Entri 1: Mulai Menulis tentang Gerakan Avant-Garde (Garda Depan) Abad ke-20

Sudah menjadi hal biasa bahwa isi dari kritik atas modernisme didominasi oleh persoalan mengenai bahasa itu sendiri. Praktik teks Avant-Garde dalam beberapa hal secara mendasar mengganggu kegunaan dan ketepatan bahasa bahkan dalam praktiknya sehari-hari dimana mereka menyingkap apa yang ada dibalik pandangan kita atas kegunaan bahasa dan mendorong kita untuk terus menemukan bahasa dari yang-lain; dimana itu merupakan tujuan akhir modernisme sesungguhnya – ketika subjeksi didapatkan melalui pantulan bahasa atas yang-lain (liyan). Bahasa menjadi sebuah semesta bagi dirinya sendiri, sebuah ranah absolut yang merujuk pada ketidakberdayaan asal-usulnya sendiri.
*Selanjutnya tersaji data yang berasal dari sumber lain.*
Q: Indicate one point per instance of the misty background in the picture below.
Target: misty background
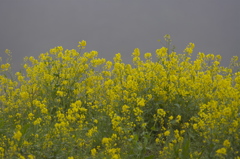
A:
(31, 27)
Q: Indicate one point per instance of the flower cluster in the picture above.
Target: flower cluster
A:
(68, 104)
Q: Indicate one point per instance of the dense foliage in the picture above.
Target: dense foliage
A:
(68, 104)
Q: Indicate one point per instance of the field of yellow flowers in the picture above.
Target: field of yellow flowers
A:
(73, 105)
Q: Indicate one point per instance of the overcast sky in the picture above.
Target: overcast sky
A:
(31, 27)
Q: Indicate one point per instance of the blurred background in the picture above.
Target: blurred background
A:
(31, 27)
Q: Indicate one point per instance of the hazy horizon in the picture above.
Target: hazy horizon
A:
(31, 27)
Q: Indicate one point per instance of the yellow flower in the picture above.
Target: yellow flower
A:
(31, 157)
(17, 135)
(167, 133)
(93, 152)
(222, 151)
(226, 143)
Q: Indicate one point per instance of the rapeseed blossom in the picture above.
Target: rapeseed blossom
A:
(70, 104)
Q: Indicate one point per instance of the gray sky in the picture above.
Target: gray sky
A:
(31, 27)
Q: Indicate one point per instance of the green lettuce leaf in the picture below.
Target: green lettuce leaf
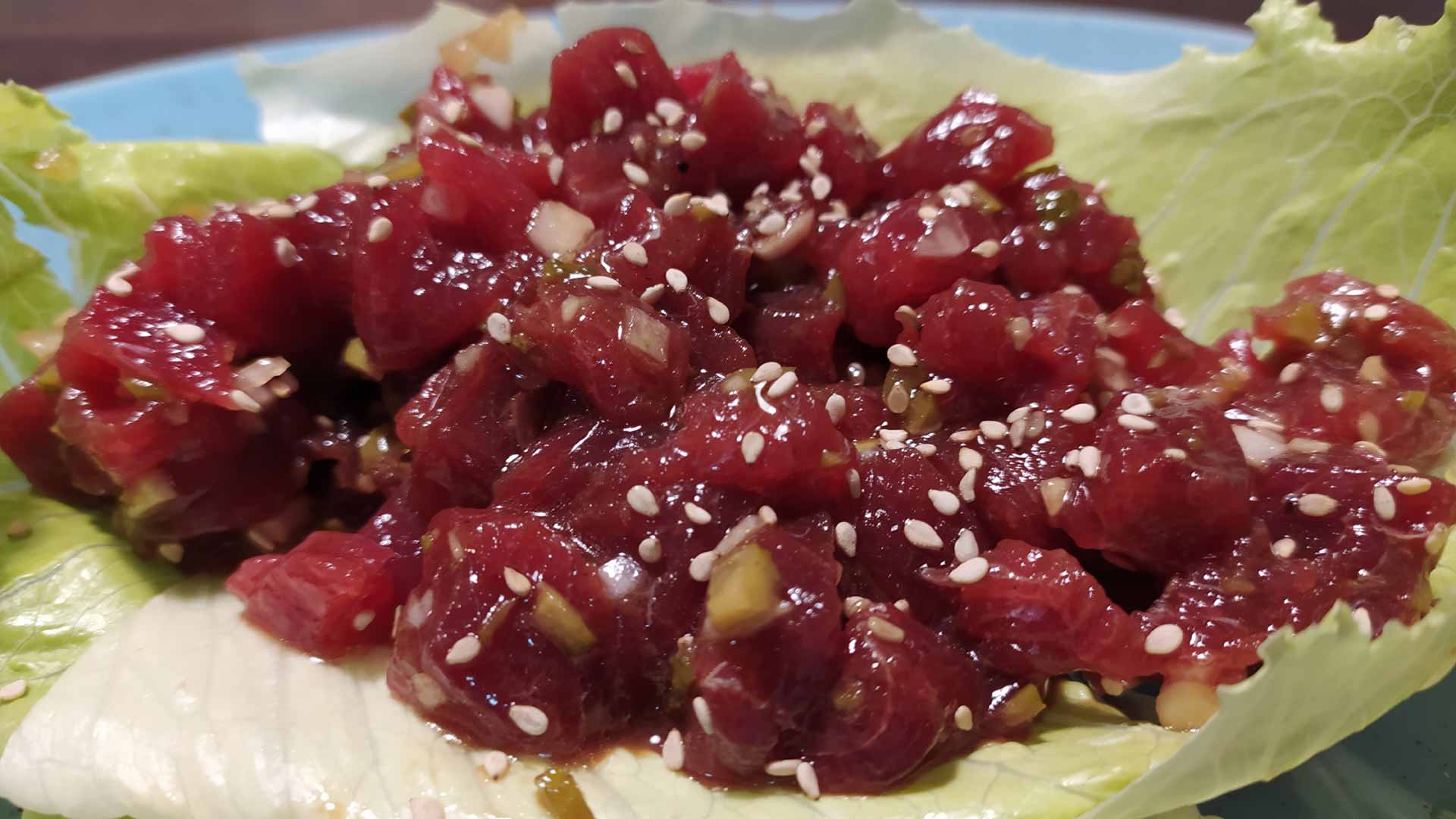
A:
(1242, 172)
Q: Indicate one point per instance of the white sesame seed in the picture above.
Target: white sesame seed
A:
(245, 403)
(463, 651)
(718, 311)
(702, 566)
(1019, 333)
(642, 502)
(696, 513)
(705, 716)
(693, 140)
(379, 229)
(772, 223)
(284, 251)
(1136, 423)
(1363, 624)
(516, 582)
(530, 719)
(498, 328)
(1138, 404)
(970, 572)
(937, 387)
(495, 764)
(752, 447)
(846, 538)
(634, 172)
(1315, 504)
(1414, 485)
(986, 248)
(1164, 640)
(922, 535)
(625, 74)
(783, 767)
(886, 630)
(965, 545)
(185, 333)
(820, 186)
(902, 356)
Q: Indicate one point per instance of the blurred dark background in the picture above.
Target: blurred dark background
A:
(52, 41)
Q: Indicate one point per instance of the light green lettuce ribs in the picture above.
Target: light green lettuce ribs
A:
(1242, 172)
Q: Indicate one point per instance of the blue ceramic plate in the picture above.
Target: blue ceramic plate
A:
(1400, 768)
FOTO: Andre Bretton dan Grup Surealisnya

Dalam blog ini setidaknya akan diangkat beberapa hal tentang bahasa yang mungkin saja menarik perhatian pembaca, sambil di lain sisi menunjukkan bahwa apa yang sering dianggap sebagai sesuatu yang paling terpinggirkan dalam bahasa merupakan bagian yang juga penting dalam fenomena berbahasa. Seperti, Roussel dan Leiris misalnya, berupaya untuk dalam banyak kombinasi pekerjaan mereka untuk melihat pernyataan dasar bahasa sebagai fungsi yang mewahanakan sebuah permainan kata-kata: tulisan mereka setidaknya dalam batas tertentu, dihasilkan dari persamaan suara (fono) diantara kata-kata yang dari titik itulah kemudian kita akan mengungkap hubungan yang aneh diantara arti yang membatasi kata-kata. Yang lain seperti Blanchot dan Ponge melihat keheningan makna dan kematian di jantung penulisan, dan menulis sebentuk nihilisme seperti keheningan bahasa ala posmodern yang kita kenal sekarang. Proyek-proyek mereka sebagai avant-garde (garda depan) cenderung menyeberangi batasan dan menyimpang.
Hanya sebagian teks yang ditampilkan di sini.